Dördüncü Şuada ise, bir nevi mirac olan namazın içinde ve her tarafında bulunan “Allahü ekber” kudsi kelamının hikmetini aktarıyor. Her bir “Allahu Ekber” bir miraç basamağı olduğunu harika bir üslup ile ifade ediyor.5
Güneş misali bu devasa iman hakikati anlatılırken kullanılıyor. Güneş kayıt ve sınır tanımayan nuru olduğu için, bize, bizim gözbebeğimizden daha yakın yerdedir. Fakat bizler kayıtlı-sınırlı olduğumuzdan, bulunduğumuz yerde, yaşadığımız dünya memleketinde, güneşten 150 milyon km uzakta bulunuruz.
Eğer güneşin zatına yaklaşmak istesek, dünya kadar büyüyüp, ay kadar yükselmemiz gerekecektir. Çünkü dünya ve ay güneşin zatına böyle yaklaşabilmişlerdir.
Burada geçen perdeden maksat, uzaklıktır, sıcaklıktır, renklerdir, gölgedir vs buna benzer, uzak olduğumuz halde, bizi güneşle buluşturan farklı tecellilerdir. Mesela biz güneşe uzaklık ve sıcaklık gibi perdelerle ulaşabiliyoruz.

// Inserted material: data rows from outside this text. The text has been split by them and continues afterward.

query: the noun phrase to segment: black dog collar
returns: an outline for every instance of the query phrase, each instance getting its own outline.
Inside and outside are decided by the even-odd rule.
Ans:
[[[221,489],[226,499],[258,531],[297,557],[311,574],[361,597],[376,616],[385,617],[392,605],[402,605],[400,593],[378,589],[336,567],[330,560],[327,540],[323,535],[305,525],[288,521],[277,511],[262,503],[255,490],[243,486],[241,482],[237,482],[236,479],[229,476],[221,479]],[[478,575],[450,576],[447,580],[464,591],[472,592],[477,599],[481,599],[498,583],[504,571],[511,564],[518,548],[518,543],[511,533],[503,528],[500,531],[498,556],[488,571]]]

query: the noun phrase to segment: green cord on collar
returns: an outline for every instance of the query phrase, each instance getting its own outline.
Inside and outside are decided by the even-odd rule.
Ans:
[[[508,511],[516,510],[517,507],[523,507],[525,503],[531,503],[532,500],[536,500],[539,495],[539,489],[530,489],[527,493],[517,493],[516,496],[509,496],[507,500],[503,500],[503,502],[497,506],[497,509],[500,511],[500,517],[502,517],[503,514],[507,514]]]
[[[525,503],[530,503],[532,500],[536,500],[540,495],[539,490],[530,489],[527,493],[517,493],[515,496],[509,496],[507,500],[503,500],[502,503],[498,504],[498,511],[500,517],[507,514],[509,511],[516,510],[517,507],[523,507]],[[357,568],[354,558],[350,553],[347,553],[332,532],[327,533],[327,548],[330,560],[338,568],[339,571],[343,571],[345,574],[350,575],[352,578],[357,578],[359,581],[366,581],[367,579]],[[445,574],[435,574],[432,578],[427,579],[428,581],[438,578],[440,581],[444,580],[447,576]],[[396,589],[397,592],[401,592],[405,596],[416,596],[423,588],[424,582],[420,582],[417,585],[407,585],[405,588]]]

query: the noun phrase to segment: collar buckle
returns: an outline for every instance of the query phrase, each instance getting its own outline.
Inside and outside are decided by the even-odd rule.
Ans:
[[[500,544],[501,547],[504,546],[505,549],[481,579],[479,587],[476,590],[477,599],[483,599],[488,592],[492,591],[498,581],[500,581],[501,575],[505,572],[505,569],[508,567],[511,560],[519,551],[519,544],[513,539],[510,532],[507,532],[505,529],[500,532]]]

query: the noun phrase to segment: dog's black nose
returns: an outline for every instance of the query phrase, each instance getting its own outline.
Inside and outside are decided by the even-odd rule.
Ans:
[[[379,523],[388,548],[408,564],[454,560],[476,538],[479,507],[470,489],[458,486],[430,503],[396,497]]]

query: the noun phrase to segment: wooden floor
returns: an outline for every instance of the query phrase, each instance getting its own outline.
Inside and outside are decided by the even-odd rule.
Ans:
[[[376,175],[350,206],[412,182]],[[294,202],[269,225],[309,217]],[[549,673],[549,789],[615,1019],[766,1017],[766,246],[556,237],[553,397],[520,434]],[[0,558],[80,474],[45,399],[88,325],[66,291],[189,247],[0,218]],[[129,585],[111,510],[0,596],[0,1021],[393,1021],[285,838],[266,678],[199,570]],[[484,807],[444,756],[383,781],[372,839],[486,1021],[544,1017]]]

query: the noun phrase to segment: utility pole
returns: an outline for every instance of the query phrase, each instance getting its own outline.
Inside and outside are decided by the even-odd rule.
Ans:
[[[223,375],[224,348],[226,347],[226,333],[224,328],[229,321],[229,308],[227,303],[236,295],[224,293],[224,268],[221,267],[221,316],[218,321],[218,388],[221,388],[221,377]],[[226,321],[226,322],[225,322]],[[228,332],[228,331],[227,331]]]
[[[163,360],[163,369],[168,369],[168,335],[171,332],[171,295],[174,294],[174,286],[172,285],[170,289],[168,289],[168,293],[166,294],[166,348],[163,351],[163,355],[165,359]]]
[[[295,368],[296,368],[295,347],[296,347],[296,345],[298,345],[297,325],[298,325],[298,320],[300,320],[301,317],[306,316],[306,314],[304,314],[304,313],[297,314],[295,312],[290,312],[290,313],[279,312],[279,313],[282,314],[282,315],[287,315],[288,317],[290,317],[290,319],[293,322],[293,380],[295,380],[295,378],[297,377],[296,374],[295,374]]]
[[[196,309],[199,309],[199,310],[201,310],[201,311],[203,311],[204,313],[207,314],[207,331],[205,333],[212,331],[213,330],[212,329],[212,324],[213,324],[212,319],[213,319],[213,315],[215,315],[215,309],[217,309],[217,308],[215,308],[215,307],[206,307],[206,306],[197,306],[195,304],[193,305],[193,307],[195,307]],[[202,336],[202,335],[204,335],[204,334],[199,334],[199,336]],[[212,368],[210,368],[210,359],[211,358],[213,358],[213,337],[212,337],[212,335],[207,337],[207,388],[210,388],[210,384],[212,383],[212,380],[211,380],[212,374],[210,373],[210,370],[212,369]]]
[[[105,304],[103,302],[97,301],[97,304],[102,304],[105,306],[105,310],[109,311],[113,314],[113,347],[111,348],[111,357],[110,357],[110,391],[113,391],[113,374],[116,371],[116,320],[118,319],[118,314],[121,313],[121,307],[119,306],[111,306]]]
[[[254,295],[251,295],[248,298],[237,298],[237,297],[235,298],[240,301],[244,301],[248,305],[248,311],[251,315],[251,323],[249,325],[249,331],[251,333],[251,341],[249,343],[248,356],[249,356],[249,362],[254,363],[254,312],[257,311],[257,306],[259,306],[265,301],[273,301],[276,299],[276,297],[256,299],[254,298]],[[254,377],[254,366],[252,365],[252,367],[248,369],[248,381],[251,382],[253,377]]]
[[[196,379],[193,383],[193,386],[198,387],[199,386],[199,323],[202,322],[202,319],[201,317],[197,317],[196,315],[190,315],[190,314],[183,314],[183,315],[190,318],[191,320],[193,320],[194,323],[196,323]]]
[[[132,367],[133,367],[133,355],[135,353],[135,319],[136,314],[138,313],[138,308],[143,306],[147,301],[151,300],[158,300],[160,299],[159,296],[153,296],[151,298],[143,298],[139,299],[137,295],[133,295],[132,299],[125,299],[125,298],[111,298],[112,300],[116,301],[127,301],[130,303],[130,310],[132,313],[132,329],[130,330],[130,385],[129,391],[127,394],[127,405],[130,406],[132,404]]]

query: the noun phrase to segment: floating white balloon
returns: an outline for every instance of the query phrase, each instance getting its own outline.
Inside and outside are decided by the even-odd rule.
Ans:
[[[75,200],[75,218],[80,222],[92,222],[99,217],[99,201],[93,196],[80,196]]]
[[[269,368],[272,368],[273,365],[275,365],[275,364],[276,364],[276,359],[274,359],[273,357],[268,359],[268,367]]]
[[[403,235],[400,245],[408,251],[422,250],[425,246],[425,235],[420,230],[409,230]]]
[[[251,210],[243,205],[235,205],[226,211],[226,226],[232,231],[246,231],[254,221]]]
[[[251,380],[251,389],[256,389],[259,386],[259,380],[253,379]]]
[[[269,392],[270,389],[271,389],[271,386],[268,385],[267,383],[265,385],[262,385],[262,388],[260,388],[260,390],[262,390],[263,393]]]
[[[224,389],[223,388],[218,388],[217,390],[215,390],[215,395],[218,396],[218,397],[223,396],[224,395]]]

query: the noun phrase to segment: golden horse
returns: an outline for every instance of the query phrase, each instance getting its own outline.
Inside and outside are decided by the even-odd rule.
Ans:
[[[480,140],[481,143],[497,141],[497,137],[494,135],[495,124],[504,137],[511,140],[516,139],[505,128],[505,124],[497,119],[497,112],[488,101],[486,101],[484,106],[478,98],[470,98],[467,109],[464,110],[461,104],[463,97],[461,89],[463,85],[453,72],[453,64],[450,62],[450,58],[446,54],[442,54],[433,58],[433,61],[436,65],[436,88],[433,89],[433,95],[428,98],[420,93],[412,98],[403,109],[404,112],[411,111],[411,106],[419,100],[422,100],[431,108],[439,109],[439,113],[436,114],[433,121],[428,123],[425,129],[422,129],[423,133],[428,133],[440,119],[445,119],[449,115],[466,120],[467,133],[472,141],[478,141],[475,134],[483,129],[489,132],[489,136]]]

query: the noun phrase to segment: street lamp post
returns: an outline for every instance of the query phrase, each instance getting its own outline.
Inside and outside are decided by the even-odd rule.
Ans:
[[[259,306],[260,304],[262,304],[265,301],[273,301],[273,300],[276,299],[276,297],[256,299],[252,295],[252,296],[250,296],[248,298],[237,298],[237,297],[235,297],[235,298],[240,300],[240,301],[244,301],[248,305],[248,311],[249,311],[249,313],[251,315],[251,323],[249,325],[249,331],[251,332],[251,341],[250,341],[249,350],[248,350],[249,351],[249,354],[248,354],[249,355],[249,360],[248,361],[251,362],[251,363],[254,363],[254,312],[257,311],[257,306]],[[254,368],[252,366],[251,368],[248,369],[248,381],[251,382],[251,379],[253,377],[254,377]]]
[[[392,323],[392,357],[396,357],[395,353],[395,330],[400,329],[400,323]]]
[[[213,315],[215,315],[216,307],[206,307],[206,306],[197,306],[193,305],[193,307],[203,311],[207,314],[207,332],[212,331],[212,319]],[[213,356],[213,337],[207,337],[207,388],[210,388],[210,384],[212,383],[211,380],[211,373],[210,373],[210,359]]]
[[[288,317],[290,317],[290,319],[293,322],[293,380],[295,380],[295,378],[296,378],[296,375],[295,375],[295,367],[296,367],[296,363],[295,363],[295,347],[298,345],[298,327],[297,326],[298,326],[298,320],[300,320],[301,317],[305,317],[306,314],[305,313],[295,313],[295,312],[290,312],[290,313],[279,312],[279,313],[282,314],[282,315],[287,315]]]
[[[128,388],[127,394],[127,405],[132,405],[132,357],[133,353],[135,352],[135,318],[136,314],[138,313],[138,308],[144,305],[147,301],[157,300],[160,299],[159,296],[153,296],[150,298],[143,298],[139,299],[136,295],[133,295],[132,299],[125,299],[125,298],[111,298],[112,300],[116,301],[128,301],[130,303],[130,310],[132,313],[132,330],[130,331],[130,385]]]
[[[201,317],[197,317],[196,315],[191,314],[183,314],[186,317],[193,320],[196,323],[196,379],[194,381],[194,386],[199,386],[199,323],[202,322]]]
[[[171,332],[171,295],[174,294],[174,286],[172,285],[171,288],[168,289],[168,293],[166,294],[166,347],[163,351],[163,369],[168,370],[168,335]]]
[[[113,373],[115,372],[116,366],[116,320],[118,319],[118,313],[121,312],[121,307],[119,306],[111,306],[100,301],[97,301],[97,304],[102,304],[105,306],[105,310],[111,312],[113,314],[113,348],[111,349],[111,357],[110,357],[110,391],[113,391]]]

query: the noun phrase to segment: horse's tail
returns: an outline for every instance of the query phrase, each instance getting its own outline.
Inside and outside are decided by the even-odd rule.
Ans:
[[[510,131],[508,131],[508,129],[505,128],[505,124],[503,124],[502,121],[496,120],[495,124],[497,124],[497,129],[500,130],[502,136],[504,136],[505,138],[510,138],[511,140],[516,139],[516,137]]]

Çiçekler ve ağaçlar renklerin perdesiyle güneşe ulaşıyorlar.
Dipnotlar:
1- Yasin Suresi: 82, 53., 2- Neml Suresi: 88; Secde Suresi: 7., 3- Yasin Suresi: 83; Kaf Suresi: 16; Hud Suresi: 56., 4- Mearic Suresi: 4., 5- Sözler, s. 222-231.